Graham’s WMD commission released a report, “World At Risk,” late last year which I have written about on the blog previously. Its last chapter, “Role of the Citizen”, emphasizes the important role of the public. In an interview last month, Graham told me the chapter’s placement was intentional. ”We purposely put at the end not as an afterthought or throwaway, but because of its importance to everything before. If you don’t have citizens informed and involved, you are likely to fail in maximizing the security of the U.S.”
The bipartisan commission offered thirteen recommendations, the last of which is: “The next administration must work to openly and honestly engage the American citizen, encouraging a participatory approach to meeting the challenges of the new century.”
Graham realizes that briefing and preparing the public on WMD’s in order to meet those challenges will not be an easy task as it is a complex and sensitive topic. And, with so many other issues on the nation’s plate is there room for a WMD educational process that could break through to the public?
“Yes we should do it, and yes we can do it,” Graham contends, noting that public education and preparedness has taken a back seat to other homeland security matters: “In this area, there is the urgent and the important. And the important gets pushed behind the urgent.” But he says informing and engaging the public on WMDs is “urgent”.
Graham acknowledges the commission did not come up with an implementation game plan for the last chapter in part because there just isn’t a ready made plan in this area yet: “We didn’t find a lot of people who could do it right now.” (One of the objectives of this blog is to help develop ways of doing so.) There is still work to be done in developing messaging for the public when it comes to WMD’s; some will draw from existing preparedness work and others will require new approaches. For example, I think one challenge is delineating to the public the varying impacts of different WMDs since, as the Commission points out, biological and nuclear are the most dangerous threats whereas chemical and radiological attacks would be very serious but probably not catastrophic societal ‘game changers’.
Graham, a long-time intelligence expert, says the government has to be more open with its citizens if it expects the public to be prepared before, during and after an incident: ”We have massively over classified information under the rubric of national security. It has made us less secure because institutions and citizens who are not adequately informed can’t take necessary actions.”

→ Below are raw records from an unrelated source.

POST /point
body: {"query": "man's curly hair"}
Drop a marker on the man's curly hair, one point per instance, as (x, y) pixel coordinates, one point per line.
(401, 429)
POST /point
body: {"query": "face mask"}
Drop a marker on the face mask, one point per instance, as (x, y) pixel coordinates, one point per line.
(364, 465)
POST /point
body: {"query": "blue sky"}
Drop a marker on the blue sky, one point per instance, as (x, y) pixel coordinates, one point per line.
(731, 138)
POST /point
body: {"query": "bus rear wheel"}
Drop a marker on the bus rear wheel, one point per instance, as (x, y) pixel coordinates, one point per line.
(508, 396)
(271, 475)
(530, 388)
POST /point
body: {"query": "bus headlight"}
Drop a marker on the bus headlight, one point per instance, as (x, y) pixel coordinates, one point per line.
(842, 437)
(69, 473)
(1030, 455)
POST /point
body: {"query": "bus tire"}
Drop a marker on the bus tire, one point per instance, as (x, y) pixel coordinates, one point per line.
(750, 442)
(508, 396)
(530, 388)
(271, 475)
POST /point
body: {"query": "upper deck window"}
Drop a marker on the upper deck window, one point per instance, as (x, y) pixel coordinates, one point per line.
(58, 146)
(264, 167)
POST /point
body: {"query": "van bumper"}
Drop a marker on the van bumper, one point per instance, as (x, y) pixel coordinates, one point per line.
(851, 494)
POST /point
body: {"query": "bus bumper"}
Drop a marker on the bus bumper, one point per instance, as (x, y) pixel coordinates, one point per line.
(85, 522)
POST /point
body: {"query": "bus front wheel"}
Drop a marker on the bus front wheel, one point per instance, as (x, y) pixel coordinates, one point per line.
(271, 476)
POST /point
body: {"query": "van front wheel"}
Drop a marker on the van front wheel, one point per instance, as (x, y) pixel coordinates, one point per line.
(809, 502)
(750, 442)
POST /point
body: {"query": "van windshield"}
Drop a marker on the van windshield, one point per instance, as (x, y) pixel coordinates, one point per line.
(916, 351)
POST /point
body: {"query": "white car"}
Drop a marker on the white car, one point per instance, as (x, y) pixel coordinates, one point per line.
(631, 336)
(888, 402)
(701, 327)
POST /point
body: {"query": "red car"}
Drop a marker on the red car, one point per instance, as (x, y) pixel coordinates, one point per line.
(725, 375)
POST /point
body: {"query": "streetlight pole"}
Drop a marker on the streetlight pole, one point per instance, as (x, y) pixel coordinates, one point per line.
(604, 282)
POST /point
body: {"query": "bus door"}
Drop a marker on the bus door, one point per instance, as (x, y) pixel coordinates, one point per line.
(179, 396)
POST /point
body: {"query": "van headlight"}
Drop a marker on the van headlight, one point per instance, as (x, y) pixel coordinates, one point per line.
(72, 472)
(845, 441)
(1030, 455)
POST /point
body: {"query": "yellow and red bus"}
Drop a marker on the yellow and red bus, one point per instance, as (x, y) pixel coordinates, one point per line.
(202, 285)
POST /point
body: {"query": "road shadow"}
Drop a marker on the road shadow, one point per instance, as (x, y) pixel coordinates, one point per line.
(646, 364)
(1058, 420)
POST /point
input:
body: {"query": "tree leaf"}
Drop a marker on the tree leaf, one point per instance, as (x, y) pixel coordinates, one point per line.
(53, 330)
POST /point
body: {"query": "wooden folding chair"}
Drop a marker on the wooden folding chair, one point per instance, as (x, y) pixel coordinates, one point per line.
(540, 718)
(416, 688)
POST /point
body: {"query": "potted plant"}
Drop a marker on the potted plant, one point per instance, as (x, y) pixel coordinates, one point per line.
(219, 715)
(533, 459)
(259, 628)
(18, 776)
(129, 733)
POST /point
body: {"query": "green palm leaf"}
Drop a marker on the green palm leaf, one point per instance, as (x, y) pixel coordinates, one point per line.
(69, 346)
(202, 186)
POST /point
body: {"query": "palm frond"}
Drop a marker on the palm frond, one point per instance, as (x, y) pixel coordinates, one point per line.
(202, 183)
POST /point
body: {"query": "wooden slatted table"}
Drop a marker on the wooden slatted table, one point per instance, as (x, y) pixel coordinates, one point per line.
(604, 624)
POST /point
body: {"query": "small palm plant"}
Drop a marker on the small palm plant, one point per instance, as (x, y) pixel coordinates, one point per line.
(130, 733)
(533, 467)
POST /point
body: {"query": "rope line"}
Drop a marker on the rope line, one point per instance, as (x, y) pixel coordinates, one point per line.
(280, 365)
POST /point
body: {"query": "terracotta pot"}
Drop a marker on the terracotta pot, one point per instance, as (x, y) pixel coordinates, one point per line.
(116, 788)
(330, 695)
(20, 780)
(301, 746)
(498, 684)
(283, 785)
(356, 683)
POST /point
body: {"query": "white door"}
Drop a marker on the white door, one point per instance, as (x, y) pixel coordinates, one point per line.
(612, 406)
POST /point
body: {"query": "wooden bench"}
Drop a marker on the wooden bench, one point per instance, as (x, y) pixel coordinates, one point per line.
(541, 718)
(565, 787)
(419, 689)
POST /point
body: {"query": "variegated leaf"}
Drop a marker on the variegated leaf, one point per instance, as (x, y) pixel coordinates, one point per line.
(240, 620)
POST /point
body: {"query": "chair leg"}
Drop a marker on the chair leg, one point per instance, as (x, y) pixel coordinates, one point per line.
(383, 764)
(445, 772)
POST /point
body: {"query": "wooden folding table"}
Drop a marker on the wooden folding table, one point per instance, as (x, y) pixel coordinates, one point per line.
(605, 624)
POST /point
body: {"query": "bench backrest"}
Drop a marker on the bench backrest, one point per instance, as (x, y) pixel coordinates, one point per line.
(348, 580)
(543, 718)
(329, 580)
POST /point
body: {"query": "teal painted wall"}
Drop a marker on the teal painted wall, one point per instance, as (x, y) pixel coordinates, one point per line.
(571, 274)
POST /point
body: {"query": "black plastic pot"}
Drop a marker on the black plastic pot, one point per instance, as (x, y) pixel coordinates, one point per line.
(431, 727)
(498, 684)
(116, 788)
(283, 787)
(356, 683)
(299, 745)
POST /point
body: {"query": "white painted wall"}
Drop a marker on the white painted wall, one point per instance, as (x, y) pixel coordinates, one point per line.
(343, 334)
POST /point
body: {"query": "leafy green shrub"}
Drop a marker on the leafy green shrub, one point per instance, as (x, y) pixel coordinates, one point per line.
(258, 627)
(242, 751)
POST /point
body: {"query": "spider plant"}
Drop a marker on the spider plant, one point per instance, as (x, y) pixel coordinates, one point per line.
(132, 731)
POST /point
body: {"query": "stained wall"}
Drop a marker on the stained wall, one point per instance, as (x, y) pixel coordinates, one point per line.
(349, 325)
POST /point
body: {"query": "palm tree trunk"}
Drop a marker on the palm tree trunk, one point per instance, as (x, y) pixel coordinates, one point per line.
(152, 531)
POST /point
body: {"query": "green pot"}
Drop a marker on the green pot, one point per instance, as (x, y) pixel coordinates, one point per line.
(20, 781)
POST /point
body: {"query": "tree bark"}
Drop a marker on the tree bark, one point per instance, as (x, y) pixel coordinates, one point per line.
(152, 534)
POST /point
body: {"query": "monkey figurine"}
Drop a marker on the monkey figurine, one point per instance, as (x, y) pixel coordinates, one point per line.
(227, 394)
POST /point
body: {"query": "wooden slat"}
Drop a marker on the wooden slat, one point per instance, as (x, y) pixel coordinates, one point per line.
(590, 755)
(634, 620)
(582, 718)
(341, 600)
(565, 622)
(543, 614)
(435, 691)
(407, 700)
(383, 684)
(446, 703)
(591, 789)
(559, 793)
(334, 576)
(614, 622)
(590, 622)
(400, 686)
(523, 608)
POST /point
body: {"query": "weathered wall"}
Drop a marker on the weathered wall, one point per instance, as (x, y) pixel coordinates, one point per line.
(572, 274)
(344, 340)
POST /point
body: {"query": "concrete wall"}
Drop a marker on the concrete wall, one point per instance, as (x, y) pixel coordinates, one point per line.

Graham believes Americans also have a responsibility to hold their government at all levels — local, state and federal — more accountable for what they are doing in regard to WMD preparedness. But he acknowledges that the government has to provide more information so they even know what to ask. In fact, one of the report’s recommended Action Steps is that the government create a WMD checklist:
“The next administration should, as a priority, work with a consortium of state and local governments to develop a publicly available checklist of actions each level of government should take to prevent or ameliorate the consequences of WMD terrorism. Such a checklist could be used by citizens to hold their governments accountable for action or inaction.”
Congress is now working on legislation to turn some of the Commission’s recommendations into law. And Graham says he expects the Commission’s life to be extended for another year to continue to work on these issues.